What forms of betting are we talking about – all sorts. Pitch and toss schools were common in Swansea. Generally the participants found some outlandish location, away from prying eyes, and with look outs posted in case the law arrived. The South Dock was a favoured place, as were most of the commons, the latter now being absorbed by new housing estates. The game had several options, the most popular having all competitors, in strict rotation, tossing up a handful of pennies and calling out either heads or tails as they struck the floor. If successful in their choice they collected all the coins corresponding to their selected call, the remainder going to the next in line to make his call and so on.

The main football pool in Swansea was operated by the South Wales Parlimutual, which had street collectors all over the town. Dividends, even on “shock result” weeks would never be great, several pounds being a good sum to win. Probably the best winners of all were those who promoted the scheme.

In the Mannesman Hall, both boxing and wrestling bouts were held regularly. Admission prices ranged from one shilling to three and sixpence, but plenty of opportunities arose, on the night, for a wager on the scheduled bouts.

Whist drives were extremely popular, most church halls holding regular sessions, with many offering cash prizes. Now and then one of the major halls would announce a large whist drive. This always attracted the crowd with the better prizes as bait.

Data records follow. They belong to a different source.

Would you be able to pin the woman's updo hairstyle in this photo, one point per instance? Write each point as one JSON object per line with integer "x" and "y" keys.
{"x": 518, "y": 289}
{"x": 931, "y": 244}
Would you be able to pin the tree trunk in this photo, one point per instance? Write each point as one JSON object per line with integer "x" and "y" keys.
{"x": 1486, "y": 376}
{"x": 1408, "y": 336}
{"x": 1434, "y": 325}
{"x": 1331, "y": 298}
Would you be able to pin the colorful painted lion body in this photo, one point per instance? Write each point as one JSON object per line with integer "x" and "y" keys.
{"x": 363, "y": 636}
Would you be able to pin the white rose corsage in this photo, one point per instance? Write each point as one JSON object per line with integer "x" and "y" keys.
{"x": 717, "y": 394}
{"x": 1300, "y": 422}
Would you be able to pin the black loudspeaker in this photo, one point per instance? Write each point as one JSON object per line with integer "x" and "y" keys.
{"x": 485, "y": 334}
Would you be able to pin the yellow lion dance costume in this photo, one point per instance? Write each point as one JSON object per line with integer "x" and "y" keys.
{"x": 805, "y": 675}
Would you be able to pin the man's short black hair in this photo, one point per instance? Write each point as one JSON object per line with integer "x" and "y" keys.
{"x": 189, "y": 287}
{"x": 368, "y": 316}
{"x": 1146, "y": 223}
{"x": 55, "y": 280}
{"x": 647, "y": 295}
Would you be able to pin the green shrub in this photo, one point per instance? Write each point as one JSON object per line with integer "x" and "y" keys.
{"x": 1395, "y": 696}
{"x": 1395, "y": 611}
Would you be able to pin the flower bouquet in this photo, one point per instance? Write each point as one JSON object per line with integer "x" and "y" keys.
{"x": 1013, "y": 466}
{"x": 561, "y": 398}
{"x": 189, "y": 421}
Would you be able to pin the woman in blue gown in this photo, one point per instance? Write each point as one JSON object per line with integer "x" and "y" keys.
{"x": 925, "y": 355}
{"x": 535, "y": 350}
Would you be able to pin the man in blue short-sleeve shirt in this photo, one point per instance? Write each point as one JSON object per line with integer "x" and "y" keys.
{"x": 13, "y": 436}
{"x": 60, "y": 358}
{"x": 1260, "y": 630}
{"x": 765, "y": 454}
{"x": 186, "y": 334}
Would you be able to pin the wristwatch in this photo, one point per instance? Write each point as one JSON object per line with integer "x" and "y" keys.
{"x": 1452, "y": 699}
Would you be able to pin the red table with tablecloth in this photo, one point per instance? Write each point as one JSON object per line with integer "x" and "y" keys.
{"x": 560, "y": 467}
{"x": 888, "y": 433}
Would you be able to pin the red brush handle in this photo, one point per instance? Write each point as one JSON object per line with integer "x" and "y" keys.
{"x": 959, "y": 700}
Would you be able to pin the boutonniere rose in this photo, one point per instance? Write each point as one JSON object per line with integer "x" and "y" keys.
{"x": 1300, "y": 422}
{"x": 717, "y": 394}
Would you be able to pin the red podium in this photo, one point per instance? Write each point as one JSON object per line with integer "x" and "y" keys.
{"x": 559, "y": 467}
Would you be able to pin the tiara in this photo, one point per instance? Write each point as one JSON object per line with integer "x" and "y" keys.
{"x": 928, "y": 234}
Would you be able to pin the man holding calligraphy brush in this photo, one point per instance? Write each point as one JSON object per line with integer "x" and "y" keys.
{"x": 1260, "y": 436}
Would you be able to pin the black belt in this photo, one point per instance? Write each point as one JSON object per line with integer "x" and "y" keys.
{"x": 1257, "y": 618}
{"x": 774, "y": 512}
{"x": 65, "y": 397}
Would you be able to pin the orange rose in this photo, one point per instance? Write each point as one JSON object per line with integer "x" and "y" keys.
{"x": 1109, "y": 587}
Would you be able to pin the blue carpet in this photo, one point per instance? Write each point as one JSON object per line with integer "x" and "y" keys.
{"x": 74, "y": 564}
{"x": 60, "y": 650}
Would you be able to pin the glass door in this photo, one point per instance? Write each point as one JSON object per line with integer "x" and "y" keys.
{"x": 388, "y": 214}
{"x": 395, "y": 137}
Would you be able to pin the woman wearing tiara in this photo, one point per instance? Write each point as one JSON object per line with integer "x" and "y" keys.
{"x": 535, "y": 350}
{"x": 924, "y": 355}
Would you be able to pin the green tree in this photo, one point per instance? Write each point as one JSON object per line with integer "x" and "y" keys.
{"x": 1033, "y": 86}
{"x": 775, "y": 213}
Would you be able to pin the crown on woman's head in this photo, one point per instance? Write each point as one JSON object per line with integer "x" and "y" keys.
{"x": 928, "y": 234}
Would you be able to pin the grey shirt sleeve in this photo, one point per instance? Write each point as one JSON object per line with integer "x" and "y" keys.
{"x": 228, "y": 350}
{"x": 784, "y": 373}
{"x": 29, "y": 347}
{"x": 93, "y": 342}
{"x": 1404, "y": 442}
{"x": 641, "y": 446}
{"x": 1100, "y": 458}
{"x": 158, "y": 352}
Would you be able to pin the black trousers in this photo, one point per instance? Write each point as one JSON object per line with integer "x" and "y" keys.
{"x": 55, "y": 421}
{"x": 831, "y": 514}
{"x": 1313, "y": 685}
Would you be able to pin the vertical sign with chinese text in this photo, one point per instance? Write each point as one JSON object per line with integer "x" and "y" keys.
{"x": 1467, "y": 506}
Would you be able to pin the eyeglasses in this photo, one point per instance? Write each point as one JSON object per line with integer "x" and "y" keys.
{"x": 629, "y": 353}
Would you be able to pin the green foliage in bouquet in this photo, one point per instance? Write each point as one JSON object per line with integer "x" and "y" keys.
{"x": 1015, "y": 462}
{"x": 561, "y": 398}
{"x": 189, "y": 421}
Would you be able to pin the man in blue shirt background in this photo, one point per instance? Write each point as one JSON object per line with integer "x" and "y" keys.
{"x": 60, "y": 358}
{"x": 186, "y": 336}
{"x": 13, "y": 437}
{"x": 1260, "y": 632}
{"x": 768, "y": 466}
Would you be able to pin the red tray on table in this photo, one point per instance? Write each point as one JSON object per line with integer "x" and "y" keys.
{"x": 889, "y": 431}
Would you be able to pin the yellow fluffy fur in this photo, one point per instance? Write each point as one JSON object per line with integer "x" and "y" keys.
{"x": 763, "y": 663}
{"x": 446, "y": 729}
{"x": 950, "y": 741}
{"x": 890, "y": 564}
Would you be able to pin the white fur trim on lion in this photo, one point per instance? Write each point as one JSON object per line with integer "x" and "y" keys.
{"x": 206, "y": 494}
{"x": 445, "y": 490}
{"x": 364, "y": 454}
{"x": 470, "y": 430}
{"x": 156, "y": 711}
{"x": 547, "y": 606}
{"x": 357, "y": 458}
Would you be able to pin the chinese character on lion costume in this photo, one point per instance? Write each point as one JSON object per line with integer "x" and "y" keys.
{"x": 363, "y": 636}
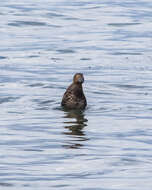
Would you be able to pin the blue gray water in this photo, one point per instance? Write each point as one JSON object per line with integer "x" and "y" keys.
{"x": 109, "y": 145}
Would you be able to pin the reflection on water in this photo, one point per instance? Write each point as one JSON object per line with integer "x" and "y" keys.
{"x": 75, "y": 125}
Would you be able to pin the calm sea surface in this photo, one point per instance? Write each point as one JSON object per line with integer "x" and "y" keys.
{"x": 43, "y": 44}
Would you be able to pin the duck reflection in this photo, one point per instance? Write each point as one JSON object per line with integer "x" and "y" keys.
{"x": 75, "y": 125}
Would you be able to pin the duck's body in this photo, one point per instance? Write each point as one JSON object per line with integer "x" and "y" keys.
{"x": 74, "y": 97}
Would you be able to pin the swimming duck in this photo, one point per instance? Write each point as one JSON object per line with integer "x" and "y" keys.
{"x": 74, "y": 97}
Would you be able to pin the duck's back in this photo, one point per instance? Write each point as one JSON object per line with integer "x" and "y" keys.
{"x": 74, "y": 97}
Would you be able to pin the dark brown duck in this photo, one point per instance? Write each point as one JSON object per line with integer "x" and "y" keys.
{"x": 74, "y": 97}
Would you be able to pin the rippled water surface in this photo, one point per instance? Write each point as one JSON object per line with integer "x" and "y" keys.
{"x": 109, "y": 145}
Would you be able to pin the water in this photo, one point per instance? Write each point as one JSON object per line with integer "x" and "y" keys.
{"x": 106, "y": 147}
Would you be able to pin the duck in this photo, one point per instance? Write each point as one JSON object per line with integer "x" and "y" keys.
{"x": 74, "y": 97}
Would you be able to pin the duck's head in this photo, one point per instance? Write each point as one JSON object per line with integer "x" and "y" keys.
{"x": 78, "y": 78}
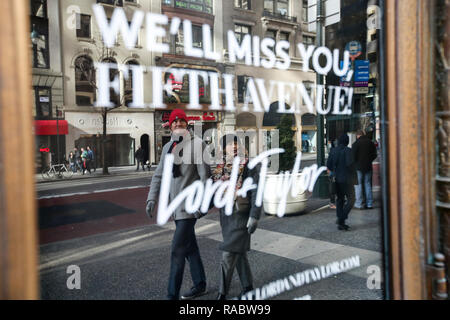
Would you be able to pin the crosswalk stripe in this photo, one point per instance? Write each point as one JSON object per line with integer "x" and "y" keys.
{"x": 297, "y": 248}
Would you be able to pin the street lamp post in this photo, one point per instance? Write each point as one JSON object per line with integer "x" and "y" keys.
{"x": 321, "y": 189}
{"x": 57, "y": 136}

Card schools were mainly confined to private clubs or homes, although it was by no means unusual to find hectic card playing aboard the paddle steamer that plied between Swansea and Ilfracombe.

As for horse racing, this was mainly in the hands of the bookmakers, who stood on their selected pitches on street corners accepting bets, or sending out teams of runners who visited works or pubs, picking up the betting slips. These would never have the person’s proper name signed at the bottom, always a non-de-plume, just in case the law arrested the bookie and confiscated all the slips in his possession. Greyhound racing was not done on a national basis. You visited the local track or did not bet.

To make an investment was far more difficult than it is today. The only real bargains about were the annual sales which commenced right after the Christmas holidays.
Maybe, the amount of money we spend on gambling today is a reflection on the improved living standards during the years. Maybe, it is because we are all being swamped by television, the press and advertising telling us how easy it is to turn a few pounds into a few thousand and by the luxuries of life.

Whatever the real causes for this vast increase in betting revenue it does not alter the fact that daydreams appear to be very much on the increase.